Height of point A relative to point B = radius of hemisphere (R) = 1.8 m

Potential energy U_A at A relative to B is given by,

U_A = m × g × R

Substituting the values we get,

U_A = 0.5 × 10 × 1.8

⇒ U_A = 9 J

Hence, the potential energy at point A relative to point B is 9 J.

b. As there are no energy losses, total mechanical energy is the same at all points of the path due to conservation of mechanical energy and all the potential energy at point A will be converted to kinetic energy at point B.

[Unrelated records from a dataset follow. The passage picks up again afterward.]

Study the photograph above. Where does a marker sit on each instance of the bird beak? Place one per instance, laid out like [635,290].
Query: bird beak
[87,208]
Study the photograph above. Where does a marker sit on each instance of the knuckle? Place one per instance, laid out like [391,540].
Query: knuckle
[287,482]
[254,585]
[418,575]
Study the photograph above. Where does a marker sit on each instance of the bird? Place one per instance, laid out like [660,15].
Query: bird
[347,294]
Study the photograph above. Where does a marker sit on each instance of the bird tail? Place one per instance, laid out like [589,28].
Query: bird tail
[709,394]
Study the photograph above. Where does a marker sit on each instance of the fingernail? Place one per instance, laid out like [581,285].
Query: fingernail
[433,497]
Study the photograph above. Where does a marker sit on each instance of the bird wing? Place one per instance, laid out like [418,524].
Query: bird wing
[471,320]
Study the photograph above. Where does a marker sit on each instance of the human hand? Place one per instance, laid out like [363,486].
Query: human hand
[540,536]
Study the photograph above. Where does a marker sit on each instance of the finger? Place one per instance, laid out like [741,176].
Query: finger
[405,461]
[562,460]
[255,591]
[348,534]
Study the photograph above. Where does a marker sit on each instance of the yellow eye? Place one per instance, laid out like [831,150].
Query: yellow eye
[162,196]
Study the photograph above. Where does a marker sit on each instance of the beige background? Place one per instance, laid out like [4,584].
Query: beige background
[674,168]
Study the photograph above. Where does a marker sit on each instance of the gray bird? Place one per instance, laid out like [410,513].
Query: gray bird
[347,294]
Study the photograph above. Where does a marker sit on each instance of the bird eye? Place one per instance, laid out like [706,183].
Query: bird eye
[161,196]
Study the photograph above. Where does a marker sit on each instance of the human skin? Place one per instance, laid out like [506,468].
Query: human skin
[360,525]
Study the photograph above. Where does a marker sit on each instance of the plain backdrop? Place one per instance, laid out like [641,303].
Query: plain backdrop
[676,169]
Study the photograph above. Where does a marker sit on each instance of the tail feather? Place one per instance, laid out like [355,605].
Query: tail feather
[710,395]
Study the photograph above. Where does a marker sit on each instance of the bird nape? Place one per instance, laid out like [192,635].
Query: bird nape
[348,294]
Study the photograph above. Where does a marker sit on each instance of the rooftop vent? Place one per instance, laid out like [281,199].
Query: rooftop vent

Let the speed at point B be ‘v_B’.

Then,

Kinetic energy at B = U_A

⇒ `1/2 (mv_B)^2`

⇒ `1/2 xx 0.5 xx (v_B)^2`

⇒ `(v_B)^2 = (2 xx 9)/0.5`

⇒ `(v_B)^2` = 36

⇒ v_B = `sqrt36`

⇒ v_B = 6 ms⁻¹

So, the speed at point B is 6 ms⁻¹.

c. As points D and E are on the same height, at these points their potential and kinetic energies are equal, i.e.,

Potential energy at point D = Potential energy at point E

Kinetic energy at point D = Kinetic energy at point E

Now,

Distance of point D from the ground = R − AE = 1.8 − 0.6 = 1.2 m

Thus, potential energy at point D = mg × 1.2 = 0.5 × 10 × 1.2 = 6 J

Mechanical energy at point D = Potential energy at point D + Kinetic energy at point D

As, mechanical energy is conserved,

Mechanical energy at point D = Potential energy at point A

⇒ Potential energy at point D + Kinetic energy at point D = 9

⇒ 6 + Kinetic energy at point D = 9

⇒ Kinetic energy at point D = 9 − 6 = 3 J

So, kinetic energy at point D is 3 J.